This decomposition enables DoRA to adjust feature importance through $m$ without changing directions, refine feature combinations through $B,A$ while maintaining unit-length directions, and achieve more efficient adaptation by targeting the specific type of update needed for your diffusion model.

Implementation Note: Column-wise Normalization for Diffusion Training

An important implementation detail, which was ambiguous in the original paper and later clarified in the LyCORIS library, concerns how to compute the column-wise norms when training stable diffusion models.
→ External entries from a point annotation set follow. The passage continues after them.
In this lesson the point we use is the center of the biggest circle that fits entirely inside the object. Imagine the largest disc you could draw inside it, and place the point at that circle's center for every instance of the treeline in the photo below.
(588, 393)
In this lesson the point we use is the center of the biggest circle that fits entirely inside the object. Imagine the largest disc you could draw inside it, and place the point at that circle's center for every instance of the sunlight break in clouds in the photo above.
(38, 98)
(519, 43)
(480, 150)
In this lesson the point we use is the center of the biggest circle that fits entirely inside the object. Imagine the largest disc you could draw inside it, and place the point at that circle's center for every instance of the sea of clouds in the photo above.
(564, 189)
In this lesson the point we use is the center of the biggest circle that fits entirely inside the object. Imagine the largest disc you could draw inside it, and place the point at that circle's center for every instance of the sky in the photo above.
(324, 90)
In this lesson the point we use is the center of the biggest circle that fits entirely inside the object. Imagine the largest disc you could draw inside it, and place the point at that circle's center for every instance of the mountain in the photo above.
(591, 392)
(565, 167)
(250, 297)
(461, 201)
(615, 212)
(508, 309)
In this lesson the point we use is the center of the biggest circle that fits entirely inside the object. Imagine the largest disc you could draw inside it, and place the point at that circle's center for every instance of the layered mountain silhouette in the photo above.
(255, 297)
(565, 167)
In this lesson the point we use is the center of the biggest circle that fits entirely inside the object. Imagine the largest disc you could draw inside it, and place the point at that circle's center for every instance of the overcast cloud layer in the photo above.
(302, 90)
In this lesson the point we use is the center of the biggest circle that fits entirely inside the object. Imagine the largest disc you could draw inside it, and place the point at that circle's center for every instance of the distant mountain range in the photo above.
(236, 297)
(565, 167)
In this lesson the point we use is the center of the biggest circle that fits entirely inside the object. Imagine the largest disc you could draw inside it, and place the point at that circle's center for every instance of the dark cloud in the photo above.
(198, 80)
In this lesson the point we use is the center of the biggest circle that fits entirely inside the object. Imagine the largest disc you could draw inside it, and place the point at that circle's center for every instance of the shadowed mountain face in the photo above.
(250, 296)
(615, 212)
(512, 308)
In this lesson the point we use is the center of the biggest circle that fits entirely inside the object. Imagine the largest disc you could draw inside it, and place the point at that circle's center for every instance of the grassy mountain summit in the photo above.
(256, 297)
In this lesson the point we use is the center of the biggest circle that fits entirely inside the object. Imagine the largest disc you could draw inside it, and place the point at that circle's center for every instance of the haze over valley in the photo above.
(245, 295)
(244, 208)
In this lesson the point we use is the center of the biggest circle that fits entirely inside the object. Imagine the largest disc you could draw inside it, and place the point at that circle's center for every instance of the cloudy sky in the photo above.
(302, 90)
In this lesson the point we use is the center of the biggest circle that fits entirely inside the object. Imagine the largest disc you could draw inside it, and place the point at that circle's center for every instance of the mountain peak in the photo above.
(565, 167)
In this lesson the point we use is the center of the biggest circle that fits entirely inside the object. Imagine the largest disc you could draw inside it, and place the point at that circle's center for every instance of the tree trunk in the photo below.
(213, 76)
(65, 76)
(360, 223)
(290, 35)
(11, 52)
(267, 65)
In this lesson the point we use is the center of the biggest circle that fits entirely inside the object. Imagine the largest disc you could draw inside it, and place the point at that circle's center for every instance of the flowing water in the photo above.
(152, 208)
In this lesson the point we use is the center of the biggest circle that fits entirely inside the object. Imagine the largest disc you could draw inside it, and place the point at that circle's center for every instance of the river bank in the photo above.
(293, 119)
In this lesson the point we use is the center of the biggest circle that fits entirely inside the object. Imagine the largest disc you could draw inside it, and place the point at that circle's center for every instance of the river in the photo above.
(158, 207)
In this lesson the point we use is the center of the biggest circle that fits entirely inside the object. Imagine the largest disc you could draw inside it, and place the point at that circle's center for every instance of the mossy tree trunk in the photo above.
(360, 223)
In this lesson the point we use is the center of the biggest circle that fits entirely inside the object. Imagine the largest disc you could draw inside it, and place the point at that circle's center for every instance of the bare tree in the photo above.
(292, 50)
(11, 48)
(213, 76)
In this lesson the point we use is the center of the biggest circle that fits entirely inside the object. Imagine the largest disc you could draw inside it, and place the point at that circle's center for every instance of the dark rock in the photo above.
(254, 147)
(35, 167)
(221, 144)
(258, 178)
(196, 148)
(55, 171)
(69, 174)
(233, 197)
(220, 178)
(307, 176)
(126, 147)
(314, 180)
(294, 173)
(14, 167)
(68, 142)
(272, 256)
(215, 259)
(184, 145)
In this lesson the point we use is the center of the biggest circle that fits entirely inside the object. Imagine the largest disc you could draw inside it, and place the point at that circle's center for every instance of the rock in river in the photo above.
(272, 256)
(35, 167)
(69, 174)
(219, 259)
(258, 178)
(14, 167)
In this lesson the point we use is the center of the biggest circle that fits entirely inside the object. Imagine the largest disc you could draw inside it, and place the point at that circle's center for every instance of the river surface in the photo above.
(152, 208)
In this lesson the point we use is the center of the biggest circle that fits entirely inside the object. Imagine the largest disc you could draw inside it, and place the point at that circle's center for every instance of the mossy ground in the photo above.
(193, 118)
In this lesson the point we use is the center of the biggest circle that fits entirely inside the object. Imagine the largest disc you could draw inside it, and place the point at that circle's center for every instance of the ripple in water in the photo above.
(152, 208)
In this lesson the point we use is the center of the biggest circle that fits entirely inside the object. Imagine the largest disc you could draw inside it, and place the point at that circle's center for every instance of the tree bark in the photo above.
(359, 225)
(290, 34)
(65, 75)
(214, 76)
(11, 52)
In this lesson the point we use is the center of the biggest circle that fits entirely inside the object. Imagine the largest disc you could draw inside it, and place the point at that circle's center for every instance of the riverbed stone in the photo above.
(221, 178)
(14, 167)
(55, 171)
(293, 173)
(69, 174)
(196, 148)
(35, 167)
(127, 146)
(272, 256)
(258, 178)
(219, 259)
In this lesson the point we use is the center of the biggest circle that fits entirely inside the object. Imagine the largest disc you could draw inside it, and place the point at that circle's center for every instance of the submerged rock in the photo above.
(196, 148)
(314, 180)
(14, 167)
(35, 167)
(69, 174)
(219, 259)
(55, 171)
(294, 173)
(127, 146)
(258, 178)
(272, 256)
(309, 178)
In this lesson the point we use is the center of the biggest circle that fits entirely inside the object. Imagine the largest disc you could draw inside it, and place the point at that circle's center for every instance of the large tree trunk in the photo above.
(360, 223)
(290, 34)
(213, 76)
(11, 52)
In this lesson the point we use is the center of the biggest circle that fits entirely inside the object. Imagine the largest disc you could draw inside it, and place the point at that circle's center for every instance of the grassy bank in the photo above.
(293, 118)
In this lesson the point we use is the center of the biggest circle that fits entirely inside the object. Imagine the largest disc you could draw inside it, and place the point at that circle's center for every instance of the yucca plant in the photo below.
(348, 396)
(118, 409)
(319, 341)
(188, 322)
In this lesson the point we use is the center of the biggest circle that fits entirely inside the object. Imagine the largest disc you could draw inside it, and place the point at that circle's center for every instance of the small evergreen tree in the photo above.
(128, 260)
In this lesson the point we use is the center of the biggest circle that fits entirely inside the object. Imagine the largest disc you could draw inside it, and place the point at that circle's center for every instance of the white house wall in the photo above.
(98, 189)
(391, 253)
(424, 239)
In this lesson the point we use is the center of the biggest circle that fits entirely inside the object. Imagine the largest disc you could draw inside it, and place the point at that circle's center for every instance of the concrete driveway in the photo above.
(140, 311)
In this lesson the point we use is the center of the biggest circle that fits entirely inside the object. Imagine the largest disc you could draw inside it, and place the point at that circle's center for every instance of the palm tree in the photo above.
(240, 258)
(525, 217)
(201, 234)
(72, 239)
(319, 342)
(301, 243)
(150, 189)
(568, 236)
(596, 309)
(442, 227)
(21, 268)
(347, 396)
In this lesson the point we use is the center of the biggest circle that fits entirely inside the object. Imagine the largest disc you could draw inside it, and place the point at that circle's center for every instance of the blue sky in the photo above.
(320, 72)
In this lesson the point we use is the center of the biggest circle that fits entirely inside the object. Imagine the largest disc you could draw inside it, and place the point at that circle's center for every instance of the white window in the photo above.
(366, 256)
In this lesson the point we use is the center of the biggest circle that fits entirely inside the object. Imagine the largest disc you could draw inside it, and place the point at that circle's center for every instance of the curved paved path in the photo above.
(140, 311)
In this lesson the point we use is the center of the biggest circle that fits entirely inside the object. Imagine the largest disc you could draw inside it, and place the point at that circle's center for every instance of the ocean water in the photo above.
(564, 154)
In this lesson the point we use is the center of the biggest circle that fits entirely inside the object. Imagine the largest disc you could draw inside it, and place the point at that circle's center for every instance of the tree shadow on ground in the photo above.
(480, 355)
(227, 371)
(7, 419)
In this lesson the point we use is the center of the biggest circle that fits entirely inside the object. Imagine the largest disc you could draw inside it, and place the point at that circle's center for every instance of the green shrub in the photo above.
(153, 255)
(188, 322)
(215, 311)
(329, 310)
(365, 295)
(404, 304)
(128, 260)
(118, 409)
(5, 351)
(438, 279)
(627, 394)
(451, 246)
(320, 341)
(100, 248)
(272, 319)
For a weight matrix $W \in \mathbb{R}^{d \times k}$ (where $d$ is output dimension and $k$ is input dimension), there are now two implementations:

  • Column-wise view (new correct method, wd_on_out=True):

    • Directly computes norms across input dimensions for each output dimension
    • Results in norms of shape $(d, 1)$, one per output feature
    • Each norm represents the magnitude of that output feature’s response to all inputs
  • Transposed view (default method, wd_on_out=False):

    • Computes norms across output dimensions for each input dimension
    • Results in norms of shape $(1, k)$, one per input feature
    • Each norm represents how much an input feature influences all outputs combined

The column-wise view is considered “correct” for diffusion model training because:

  1. It preserves the natural interpretation where each column $w_j$ is a vector in output space ($\mathbb{R}^d$)
  2. Each normalized column represents a unit direction in output space, controlling how that input feature influences the output distribution
  3. It matches Weight Normalization’s original formulation for gradient conditioning

The key implementation in LyCORIS (which many use for training SDXL models) shows these two approaches:

if self.wd_on_out:
    # Column-wise view (correct):
    # Norms of shape (output_features, 1)
    weight_norm = (
        weight.reshape(weight.shape[0], -1)      # [d, k] -> [d, -1]
        .norm(dim=1)                             # Norm along input dimensions
        .reshape(weight.shape[0], *[1] * self.dora_norm_dims)
    ) + torch.finfo(weight.dtype).eps
else:
    # Transposed view (not recommended):
    # Norms of shape (1, input_features)
    weight_norm = (
        weight.transpose(0, 1)                    # [d, k] -> [k, d]
        .reshape(weight.shape[1], -1)            # Reshape to [k, -1]
        .norm(dim=1, keepdim=True)               # Norm along output dimensions
        .reshape(weight.shape[1], *[1] * self.dora_norm_dims)
        .transpose(0, 1)
    ) + torch.finfo(weight.dtype).eps

Gradient Analysis for Efficient Training

The gradients with respect to $V’ = V+\Delta V$ and $m$ are:

$$\nabla_{V’} \mathcal{L} = \frac{m}{||V’||{c}}\left( I - \frac{V’V’^{\mathbf{T}}}{||V’||{c}^2} \right) \nabla_{W’} \mathcal{L}$$

$$\nabla_m \mathcal{L} =\frac{\nabla_{W’} \mathcal{L} \cdot V’}{||V’||_{c}}$$

To reduce memory overhead during training diffusion models, $||V + \Delta V||_{c}$ is treated as a constant during backpropagation (detached from the gradient graph), leading to simplified gradients:

$$\nabla_{V’} \mathcal{L} = \frac{m}{C} \nabla_{W’} \mathcal{L} \text{ where } C = ||V’||_{c}$$

This modification preserves the gradient with respect to $m$ while reducing training memory by ~24.4% for LLaMA and ~12.4% for VL-BART. The impact on accuracy is negligible, with only a 0.2% difference on LLaMA and no measurable difference on VL-BART. For resource-intensive stable diffusion training, this memory efficiency is particularly valuable.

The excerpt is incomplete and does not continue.